Con sólo ver las osamentas recordé: Escapamos de Lagash en una larga fila que avanzaba penosamente por la tierra seca y agostada. Los ejércitos enemigos dejaron un yermo de color casi rosa bajo el sol abrasador. Nuestras túnicas se deshacían a jirones, se reventaban las tiras de cuero de las sandalias con el calor del suelo. Ese fue el inicio del fin. En las noches, el cielo era un joyel repleto de estrellas y el frío calaba los huesos. Sabíamos que moriríamos, pero continuábamos. Esqueléticos, hambrientos y sedientos caímos uno a uno, nadie sobrevivió. Las tormentas de arena sepultaron nuestros cuerpos. Las mismas tormentas de arena revelaron nuestros huesos tanto tiempo sepultos, los que ahora miramos en los estantes.
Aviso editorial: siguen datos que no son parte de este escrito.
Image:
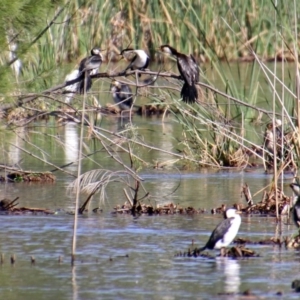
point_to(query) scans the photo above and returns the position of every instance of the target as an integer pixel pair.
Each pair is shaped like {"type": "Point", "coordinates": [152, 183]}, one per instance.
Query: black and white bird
{"type": "Point", "coordinates": [189, 71]}
{"type": "Point", "coordinates": [122, 95]}
{"type": "Point", "coordinates": [139, 59]}
{"type": "Point", "coordinates": [225, 232]}
{"type": "Point", "coordinates": [296, 207]}
{"type": "Point", "coordinates": [87, 67]}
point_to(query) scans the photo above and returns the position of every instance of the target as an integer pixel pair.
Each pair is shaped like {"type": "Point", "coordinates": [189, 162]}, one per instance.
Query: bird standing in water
{"type": "Point", "coordinates": [122, 95]}
{"type": "Point", "coordinates": [225, 232]}
{"type": "Point", "coordinates": [189, 72]}
{"type": "Point", "coordinates": [87, 67]}
{"type": "Point", "coordinates": [139, 59]}
{"type": "Point", "coordinates": [296, 207]}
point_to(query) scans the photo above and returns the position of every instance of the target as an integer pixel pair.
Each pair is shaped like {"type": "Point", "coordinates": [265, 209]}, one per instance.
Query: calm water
{"type": "Point", "coordinates": [121, 257]}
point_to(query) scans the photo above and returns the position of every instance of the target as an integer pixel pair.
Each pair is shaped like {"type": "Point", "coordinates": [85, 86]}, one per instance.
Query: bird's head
{"type": "Point", "coordinates": [96, 51]}
{"type": "Point", "coordinates": [231, 213]}
{"type": "Point", "coordinates": [115, 83]}
{"type": "Point", "coordinates": [167, 49]}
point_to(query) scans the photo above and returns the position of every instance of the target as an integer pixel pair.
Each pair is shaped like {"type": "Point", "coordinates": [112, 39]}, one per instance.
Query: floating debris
{"type": "Point", "coordinates": [233, 252]}
{"type": "Point", "coordinates": [9, 207]}
{"type": "Point", "coordinates": [167, 209]}
{"type": "Point", "coordinates": [30, 177]}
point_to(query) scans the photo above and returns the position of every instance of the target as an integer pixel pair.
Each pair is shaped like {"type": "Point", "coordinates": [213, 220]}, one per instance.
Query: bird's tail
{"type": "Point", "coordinates": [86, 83]}
{"type": "Point", "coordinates": [189, 93]}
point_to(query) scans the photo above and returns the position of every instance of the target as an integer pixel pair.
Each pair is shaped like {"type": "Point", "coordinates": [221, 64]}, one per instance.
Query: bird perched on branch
{"type": "Point", "coordinates": [139, 59]}
{"type": "Point", "coordinates": [189, 72]}
{"type": "Point", "coordinates": [122, 95]}
{"type": "Point", "coordinates": [87, 67]}
{"type": "Point", "coordinates": [225, 232]}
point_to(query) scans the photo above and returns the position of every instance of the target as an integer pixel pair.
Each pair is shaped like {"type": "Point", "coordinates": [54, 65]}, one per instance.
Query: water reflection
{"type": "Point", "coordinates": [231, 270]}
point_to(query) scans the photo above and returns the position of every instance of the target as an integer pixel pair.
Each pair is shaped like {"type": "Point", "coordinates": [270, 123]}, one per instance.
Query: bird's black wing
{"type": "Point", "coordinates": [196, 69]}
{"type": "Point", "coordinates": [188, 69]}
{"type": "Point", "coordinates": [130, 66]}
{"type": "Point", "coordinates": [218, 233]}
{"type": "Point", "coordinates": [90, 63]}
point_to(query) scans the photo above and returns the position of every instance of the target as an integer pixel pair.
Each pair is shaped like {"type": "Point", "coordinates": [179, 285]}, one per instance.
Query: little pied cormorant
{"type": "Point", "coordinates": [139, 59]}
{"type": "Point", "coordinates": [189, 72]}
{"type": "Point", "coordinates": [87, 67]}
{"type": "Point", "coordinates": [296, 208]}
{"type": "Point", "coordinates": [122, 95]}
{"type": "Point", "coordinates": [225, 232]}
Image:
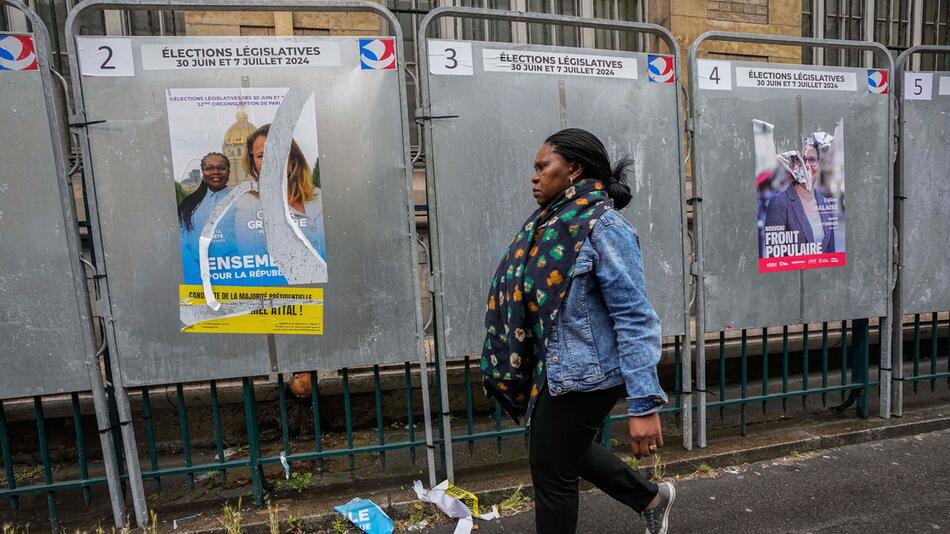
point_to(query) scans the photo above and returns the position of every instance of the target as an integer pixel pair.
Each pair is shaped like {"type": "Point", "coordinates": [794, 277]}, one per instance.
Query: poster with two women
{"type": "Point", "coordinates": [800, 191]}
{"type": "Point", "coordinates": [251, 228]}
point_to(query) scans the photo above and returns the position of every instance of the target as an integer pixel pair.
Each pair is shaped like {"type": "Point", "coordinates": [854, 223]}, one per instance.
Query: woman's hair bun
{"type": "Point", "coordinates": [620, 193]}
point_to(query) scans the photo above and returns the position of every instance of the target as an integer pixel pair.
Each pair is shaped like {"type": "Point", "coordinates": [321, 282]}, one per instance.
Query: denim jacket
{"type": "Point", "coordinates": [607, 332]}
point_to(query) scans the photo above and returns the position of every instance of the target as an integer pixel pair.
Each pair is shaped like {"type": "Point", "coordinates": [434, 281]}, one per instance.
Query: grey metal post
{"type": "Point", "coordinates": [70, 227]}
{"type": "Point", "coordinates": [72, 28]}
{"type": "Point", "coordinates": [436, 257]}
{"type": "Point", "coordinates": [697, 155]}
{"type": "Point", "coordinates": [897, 328]}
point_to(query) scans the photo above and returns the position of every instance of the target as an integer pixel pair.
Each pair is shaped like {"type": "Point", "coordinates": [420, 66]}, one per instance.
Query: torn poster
{"type": "Point", "coordinates": [800, 197]}
{"type": "Point", "coordinates": [250, 210]}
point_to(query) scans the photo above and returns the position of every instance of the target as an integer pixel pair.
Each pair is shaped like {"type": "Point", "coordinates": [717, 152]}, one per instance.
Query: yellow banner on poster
{"type": "Point", "coordinates": [282, 310]}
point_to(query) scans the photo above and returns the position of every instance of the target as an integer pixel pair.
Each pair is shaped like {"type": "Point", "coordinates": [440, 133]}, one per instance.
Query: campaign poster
{"type": "Point", "coordinates": [233, 279]}
{"type": "Point", "coordinates": [800, 192]}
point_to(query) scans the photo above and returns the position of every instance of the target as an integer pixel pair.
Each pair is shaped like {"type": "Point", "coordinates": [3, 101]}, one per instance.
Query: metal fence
{"type": "Point", "coordinates": [737, 118]}
{"type": "Point", "coordinates": [923, 287]}
{"type": "Point", "coordinates": [349, 418]}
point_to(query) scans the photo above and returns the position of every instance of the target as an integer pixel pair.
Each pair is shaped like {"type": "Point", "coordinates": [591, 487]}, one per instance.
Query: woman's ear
{"type": "Point", "coordinates": [576, 170]}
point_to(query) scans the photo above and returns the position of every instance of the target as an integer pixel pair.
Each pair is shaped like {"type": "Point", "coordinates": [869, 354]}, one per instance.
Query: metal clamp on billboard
{"type": "Point", "coordinates": [922, 193]}
{"type": "Point", "coordinates": [792, 170]}
{"type": "Point", "coordinates": [489, 106]}
{"type": "Point", "coordinates": [250, 197]}
{"type": "Point", "coordinates": [49, 346]}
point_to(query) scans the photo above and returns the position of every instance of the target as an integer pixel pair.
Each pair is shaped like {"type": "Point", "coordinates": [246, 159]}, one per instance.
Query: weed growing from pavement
{"type": "Point", "coordinates": [300, 481]}
{"type": "Point", "coordinates": [295, 524]}
{"type": "Point", "coordinates": [516, 502]}
{"type": "Point", "coordinates": [417, 514]}
{"type": "Point", "coordinates": [231, 518]}
{"type": "Point", "coordinates": [659, 469]}
{"type": "Point", "coordinates": [273, 519]}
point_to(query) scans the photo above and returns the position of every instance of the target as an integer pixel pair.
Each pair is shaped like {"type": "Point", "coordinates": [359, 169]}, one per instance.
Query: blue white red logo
{"type": "Point", "coordinates": [377, 54]}
{"type": "Point", "coordinates": [877, 82]}
{"type": "Point", "coordinates": [17, 53]}
{"type": "Point", "coordinates": [660, 69]}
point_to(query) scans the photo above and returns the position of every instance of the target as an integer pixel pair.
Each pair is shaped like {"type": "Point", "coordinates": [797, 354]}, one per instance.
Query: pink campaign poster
{"type": "Point", "coordinates": [800, 196]}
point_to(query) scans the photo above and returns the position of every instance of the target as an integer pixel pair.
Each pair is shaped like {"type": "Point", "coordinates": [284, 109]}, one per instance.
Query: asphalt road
{"type": "Point", "coordinates": [894, 486]}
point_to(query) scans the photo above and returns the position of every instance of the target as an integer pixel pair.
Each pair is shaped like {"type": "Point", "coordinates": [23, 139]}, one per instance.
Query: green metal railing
{"type": "Point", "coordinates": [783, 375]}
{"type": "Point", "coordinates": [926, 354]}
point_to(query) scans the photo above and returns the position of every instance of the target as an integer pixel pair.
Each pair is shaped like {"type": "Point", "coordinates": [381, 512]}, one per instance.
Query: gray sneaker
{"type": "Point", "coordinates": [658, 517]}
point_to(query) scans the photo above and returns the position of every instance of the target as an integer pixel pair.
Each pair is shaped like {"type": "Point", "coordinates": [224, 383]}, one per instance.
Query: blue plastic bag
{"type": "Point", "coordinates": [366, 515]}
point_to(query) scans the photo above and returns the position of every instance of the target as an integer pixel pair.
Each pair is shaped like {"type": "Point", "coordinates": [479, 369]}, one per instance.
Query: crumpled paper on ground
{"type": "Point", "coordinates": [445, 497]}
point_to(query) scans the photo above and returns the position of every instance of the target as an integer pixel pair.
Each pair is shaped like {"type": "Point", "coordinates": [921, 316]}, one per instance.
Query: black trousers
{"type": "Point", "coordinates": [562, 449]}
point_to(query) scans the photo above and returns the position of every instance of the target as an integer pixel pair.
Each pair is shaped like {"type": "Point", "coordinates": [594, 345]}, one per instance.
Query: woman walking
{"type": "Point", "coordinates": [571, 332]}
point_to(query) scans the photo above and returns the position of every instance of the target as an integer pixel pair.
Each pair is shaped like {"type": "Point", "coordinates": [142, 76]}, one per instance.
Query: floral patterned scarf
{"type": "Point", "coordinates": [526, 293]}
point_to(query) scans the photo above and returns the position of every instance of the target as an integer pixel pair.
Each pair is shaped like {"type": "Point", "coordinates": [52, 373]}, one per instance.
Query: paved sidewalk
{"type": "Point", "coordinates": [897, 485]}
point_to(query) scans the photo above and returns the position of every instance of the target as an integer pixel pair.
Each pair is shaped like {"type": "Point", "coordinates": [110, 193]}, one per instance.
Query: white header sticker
{"type": "Point", "coordinates": [715, 75]}
{"type": "Point", "coordinates": [533, 62]}
{"type": "Point", "coordinates": [451, 57]}
{"type": "Point", "coordinates": [105, 56]}
{"type": "Point", "coordinates": [255, 52]}
{"type": "Point", "coordinates": [769, 78]}
{"type": "Point", "coordinates": [918, 85]}
{"type": "Point", "coordinates": [944, 88]}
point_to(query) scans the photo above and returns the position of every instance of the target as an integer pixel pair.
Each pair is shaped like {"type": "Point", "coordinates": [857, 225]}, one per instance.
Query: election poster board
{"type": "Point", "coordinates": [45, 329]}
{"type": "Point", "coordinates": [304, 234]}
{"type": "Point", "coordinates": [793, 168]}
{"type": "Point", "coordinates": [217, 139]}
{"type": "Point", "coordinates": [498, 103]}
{"type": "Point", "coordinates": [800, 200]}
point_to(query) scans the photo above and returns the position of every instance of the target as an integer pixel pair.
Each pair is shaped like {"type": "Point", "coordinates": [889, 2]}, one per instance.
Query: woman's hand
{"type": "Point", "coordinates": [645, 433]}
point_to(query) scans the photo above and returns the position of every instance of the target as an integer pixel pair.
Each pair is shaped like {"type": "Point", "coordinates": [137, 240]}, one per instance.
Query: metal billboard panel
{"type": "Point", "coordinates": [482, 161]}
{"type": "Point", "coordinates": [925, 158]}
{"type": "Point", "coordinates": [42, 322]}
{"type": "Point", "coordinates": [370, 301]}
{"type": "Point", "coordinates": [737, 295]}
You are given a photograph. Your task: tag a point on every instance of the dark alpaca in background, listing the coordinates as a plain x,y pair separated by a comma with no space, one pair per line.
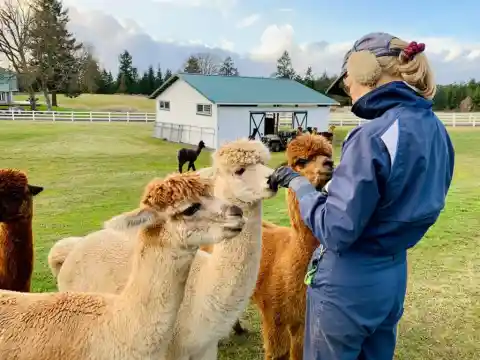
189,155
16,238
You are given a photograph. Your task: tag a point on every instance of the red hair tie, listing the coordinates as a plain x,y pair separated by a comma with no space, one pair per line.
413,49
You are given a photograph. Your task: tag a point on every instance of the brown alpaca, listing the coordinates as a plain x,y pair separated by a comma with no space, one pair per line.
280,291
16,240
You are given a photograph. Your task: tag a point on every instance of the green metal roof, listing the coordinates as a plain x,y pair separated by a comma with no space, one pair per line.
249,90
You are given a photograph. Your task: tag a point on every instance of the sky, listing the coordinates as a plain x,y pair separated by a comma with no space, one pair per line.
316,33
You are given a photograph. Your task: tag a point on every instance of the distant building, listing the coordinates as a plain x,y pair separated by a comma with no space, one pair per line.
216,109
8,85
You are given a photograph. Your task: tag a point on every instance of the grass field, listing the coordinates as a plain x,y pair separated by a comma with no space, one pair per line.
97,102
94,171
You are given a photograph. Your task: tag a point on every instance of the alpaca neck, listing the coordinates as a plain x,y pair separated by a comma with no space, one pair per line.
16,255
307,242
233,266
149,303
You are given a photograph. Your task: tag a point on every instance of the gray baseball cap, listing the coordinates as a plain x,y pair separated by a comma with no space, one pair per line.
377,43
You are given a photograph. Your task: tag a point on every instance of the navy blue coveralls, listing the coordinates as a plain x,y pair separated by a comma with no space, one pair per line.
387,191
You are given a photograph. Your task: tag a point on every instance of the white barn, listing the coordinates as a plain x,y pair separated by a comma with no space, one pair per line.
216,109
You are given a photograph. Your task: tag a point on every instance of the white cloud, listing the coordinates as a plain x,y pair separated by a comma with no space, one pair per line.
110,37
215,4
248,21
227,45
451,59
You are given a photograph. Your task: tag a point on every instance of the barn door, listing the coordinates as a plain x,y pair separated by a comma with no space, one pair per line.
300,119
256,120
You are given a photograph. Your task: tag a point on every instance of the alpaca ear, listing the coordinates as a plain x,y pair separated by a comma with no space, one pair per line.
35,190
137,218
206,173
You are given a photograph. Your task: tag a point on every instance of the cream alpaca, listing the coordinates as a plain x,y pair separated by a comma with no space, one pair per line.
219,285
177,215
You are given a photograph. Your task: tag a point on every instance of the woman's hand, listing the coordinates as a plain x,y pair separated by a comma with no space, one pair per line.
281,177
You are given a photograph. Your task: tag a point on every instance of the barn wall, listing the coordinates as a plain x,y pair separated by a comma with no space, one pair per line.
234,122
181,123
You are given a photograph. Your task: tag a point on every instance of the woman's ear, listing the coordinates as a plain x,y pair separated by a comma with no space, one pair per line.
363,68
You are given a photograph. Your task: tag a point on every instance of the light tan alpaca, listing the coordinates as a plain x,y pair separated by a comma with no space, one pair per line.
177,215
220,284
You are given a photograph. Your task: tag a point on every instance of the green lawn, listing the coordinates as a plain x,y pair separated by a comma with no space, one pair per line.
98,102
94,171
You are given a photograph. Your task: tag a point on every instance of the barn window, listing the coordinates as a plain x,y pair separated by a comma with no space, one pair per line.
204,109
164,105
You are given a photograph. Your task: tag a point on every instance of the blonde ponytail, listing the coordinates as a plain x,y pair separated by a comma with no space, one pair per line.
415,70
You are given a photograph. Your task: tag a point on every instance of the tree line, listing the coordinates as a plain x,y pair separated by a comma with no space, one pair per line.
47,58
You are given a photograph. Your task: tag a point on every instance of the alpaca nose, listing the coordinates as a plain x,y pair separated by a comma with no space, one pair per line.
234,211
328,163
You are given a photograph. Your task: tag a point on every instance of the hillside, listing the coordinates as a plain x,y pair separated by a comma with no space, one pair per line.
98,102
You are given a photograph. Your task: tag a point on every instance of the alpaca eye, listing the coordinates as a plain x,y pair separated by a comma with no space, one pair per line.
191,210
301,162
240,171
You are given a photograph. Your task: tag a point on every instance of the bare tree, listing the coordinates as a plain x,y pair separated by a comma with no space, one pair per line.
89,72
16,21
208,63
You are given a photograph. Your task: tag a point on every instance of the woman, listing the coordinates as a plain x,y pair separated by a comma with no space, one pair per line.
386,192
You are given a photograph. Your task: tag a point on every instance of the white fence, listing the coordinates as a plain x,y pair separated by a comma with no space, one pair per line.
76,116
187,134
448,118
335,118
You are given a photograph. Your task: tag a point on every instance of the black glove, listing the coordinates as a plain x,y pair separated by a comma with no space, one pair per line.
281,177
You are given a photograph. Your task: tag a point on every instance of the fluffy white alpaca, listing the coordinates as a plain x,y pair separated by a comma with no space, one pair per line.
178,215
220,284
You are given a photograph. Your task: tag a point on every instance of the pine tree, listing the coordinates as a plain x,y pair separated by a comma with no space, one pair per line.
151,80
158,77
228,68
308,79
192,65
125,77
284,67
54,50
168,75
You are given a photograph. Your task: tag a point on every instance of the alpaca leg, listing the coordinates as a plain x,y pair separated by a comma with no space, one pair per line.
296,341
238,329
210,353
191,165
275,339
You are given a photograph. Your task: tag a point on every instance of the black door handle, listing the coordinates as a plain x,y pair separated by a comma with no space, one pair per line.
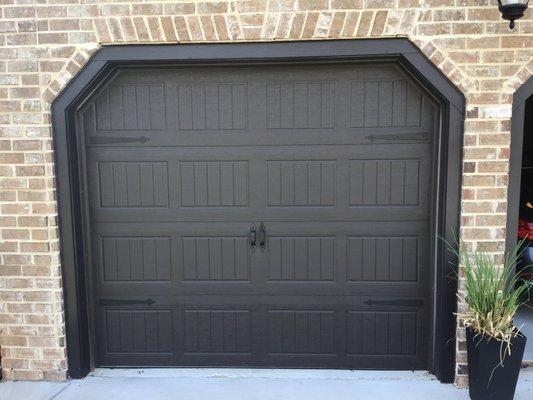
253,237
262,236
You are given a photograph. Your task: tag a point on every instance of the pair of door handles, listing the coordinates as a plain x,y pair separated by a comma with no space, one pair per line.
256,233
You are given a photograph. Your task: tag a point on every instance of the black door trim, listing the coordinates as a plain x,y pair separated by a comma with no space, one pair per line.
109,58
520,97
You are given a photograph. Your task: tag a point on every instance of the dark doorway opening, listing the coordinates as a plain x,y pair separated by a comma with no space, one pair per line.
524,317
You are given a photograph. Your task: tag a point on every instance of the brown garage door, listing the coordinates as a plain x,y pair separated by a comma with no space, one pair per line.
327,168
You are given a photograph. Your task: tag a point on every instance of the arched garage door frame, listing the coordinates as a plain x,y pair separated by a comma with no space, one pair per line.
103,64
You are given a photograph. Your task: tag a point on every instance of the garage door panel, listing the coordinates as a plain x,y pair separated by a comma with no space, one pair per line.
334,160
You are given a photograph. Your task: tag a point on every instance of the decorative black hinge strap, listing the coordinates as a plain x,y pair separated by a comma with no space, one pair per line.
125,302
397,302
398,136
115,139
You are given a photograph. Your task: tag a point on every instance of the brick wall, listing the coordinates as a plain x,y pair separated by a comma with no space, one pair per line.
43,43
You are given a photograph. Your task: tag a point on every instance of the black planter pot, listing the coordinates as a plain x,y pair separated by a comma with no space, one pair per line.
488,379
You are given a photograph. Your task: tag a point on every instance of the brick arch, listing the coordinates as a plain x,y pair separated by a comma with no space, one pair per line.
303,25
67,72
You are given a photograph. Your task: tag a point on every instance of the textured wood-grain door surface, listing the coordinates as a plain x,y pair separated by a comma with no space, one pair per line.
336,160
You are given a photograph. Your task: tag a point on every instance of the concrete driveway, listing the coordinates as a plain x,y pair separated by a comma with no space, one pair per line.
235,384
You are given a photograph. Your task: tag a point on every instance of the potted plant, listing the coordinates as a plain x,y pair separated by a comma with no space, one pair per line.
495,346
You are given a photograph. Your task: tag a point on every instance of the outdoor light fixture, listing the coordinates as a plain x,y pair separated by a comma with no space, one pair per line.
512,10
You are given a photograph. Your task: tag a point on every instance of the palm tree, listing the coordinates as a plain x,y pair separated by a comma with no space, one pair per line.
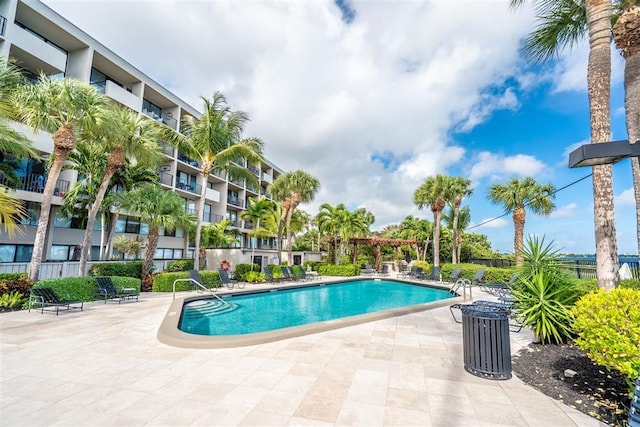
627,39
434,192
461,222
157,208
257,211
292,189
558,29
459,188
518,195
63,108
130,135
215,142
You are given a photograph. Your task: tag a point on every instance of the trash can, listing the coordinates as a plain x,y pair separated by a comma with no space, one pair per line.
634,411
486,343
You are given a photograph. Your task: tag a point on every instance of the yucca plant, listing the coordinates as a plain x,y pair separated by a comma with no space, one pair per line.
543,294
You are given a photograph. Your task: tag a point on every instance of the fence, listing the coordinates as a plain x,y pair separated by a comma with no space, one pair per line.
56,270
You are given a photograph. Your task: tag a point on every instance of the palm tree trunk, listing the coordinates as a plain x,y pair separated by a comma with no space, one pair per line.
519,218
149,251
91,219
60,156
436,237
199,211
454,240
599,87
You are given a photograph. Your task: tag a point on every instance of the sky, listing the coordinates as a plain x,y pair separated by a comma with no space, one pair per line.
373,97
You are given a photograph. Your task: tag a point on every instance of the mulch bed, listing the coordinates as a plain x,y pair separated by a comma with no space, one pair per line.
593,390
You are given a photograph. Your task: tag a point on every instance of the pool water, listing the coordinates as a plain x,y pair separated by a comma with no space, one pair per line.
272,310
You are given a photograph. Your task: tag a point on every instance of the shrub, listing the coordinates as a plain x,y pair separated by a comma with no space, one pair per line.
243,269
163,282
543,302
339,270
255,277
123,269
608,328
12,301
180,265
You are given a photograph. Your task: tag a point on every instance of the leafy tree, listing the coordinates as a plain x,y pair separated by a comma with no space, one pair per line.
63,108
518,195
434,192
215,141
157,208
561,24
292,188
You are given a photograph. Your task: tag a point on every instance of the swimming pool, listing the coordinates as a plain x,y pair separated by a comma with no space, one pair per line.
249,318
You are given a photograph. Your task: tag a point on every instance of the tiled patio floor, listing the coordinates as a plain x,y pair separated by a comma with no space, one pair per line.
105,366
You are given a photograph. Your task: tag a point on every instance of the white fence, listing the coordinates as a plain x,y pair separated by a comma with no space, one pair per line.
55,270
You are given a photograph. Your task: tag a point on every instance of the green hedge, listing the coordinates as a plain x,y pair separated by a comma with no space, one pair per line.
123,269
339,270
243,269
83,288
163,282
180,265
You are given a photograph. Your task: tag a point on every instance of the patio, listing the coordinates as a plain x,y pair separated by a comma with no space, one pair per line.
105,366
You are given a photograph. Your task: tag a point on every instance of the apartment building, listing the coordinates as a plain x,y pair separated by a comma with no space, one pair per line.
42,41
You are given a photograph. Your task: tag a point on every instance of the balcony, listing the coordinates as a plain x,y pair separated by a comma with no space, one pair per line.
35,183
165,178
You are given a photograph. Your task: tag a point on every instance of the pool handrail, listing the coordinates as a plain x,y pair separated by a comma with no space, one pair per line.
199,284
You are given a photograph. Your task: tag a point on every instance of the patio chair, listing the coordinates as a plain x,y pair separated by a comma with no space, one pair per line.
227,281
107,290
47,297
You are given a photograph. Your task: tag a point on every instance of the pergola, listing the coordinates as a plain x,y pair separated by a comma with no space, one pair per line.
377,242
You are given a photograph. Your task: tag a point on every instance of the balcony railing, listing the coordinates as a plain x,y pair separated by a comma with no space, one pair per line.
3,25
165,178
35,183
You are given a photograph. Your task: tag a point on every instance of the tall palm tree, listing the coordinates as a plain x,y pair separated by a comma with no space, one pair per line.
434,192
63,108
518,195
257,211
129,135
459,188
597,18
292,188
462,221
157,208
215,141
626,34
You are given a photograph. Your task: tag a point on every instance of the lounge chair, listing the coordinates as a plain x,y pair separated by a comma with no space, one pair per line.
107,290
227,281
47,297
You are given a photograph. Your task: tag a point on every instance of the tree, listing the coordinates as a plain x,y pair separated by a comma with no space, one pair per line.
518,195
292,189
215,141
458,224
257,210
124,134
561,26
157,208
63,108
434,192
626,34
459,188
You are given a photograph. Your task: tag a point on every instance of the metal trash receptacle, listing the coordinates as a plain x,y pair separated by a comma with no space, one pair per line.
486,342
634,411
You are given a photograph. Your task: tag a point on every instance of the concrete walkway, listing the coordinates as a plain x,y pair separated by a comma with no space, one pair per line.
105,366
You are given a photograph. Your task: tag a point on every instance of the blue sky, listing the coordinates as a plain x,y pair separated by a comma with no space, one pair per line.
373,97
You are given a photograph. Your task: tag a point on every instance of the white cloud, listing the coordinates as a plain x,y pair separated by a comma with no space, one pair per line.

—¿Me creerías si te digo que también estuve allí? —preguntó el arqueólogo a su amigo—. Nunca llegamos a Nippur.
Mejor ignorarlo
Leía en la comodidad de su cama cuando escuchó los ruidos en la cocina. Algo de todos los días que empezó cuando su marido la hiciera renunciar al trabajo. El estruendo lo principiaban las tapas de las ollas, las histéricas tapas, se extendía a las puertas de las alacenas, abriéndose y cerrándose con un golpeteo insistente. Una noche, avanzada las horas, ve desfilar en silenciosa procesión el menaje de su cocina: platos, ollas, cacerolas, en fin, y salir por la ventana. Se preguntaba por la reacción de su marido cuando en la mañana no pudiese preparar el desayuno. Se precipitó fuera de casa en pijama, pero, sin tener a dónde ir a hora tan avanzada, regresó y se metió en la cama. Por fortuna, él aún no llegaba, ni llegó, y ella respiró aliviada. A la mañana siguiente, fue al mercado de pulgas a comprar un utensilio, así fuese un trasto cualquiera, que le permitiera cocinar. Cuál no sería su sorpresa al ver todo su equipo de cocina exhibido en el suelo, en perfectas condiciones y sin ser ofrecido. Fue sólo verlo para saber que debía irse, y lejos, muy lejos. Lejos, aún ignora y tampoco quiere saber por qué dentro de ella eclosionó aquel grito. Lo cierto es que no miraría hacia atrás.
Fue en Campodetorres
Tomó su canoa para cruzar el río, pues había escuchado el cuerno que la llamaba, la inconfundible señal de que un niño estaba por nacer. Debía asistir a una madre en el parto, tal y como lo había hecho durante tantos años de ir y venir, campo traviesa o cruzando el río. En su oficio de partera, con alegría había visto nacer a muchos y ninguno había muerto. Un niño iba a nacer al otro lado, en Campodetorres, la vereda colindante con la finca de su yerno, al otro lado del río. De día o de noche, conociendo todos los caminos, llevaba su canoa río abajo, río arriba. Serían las once de la noche cuando tomó el remo. Bogaba la canoa mientras cantaba.
Que ya voy llegando. ¡Oooo…¡
Que ya voy llegando.
Con María y San José.
Niño ejperame. ¡Eeee…!
Que ya voy llegando.
De pronto, tuvo una sensación de muerte, calor y frío que se alternaban tan rápido que la hicieron sudar copiosamente y, aunque el tiempo, suave y fresco, le permitía remar con facilidad para alcanzar la otra orilla, ella desfallecía… pero tenía que llegar.
Al otro lado, un grupo de hombres la esperaba, entre ellos el padre del que nacería. Llegó vestida de blanco para distinguir su cuerpo negro de la noche. Anduvieron un largo trecho hasta alcanzar la vivienda, en las afueras de la aldea. El trabajo de parto duró casi tres horas, al término del cual los asistentes recibieron con arrullos al recién nacido. Toda la noche se bailó y se cantó. Tan alegres estaban que nadie vio cuando Ascensión, que así llamaba la partera, se marchó.
Pero Ascensión no llegó nunca a casa. La encontraron muerta dentro de su canoa en el centro del río, lejos de la orilla. Lo cierto fue que su cuerpo nunca llegó a Campodetorres, llegó sí, su espíritu, asistió a la parturienta, cantó y bailó y regresó a su negro cuerpo para descansar. El lucero del alba había salido.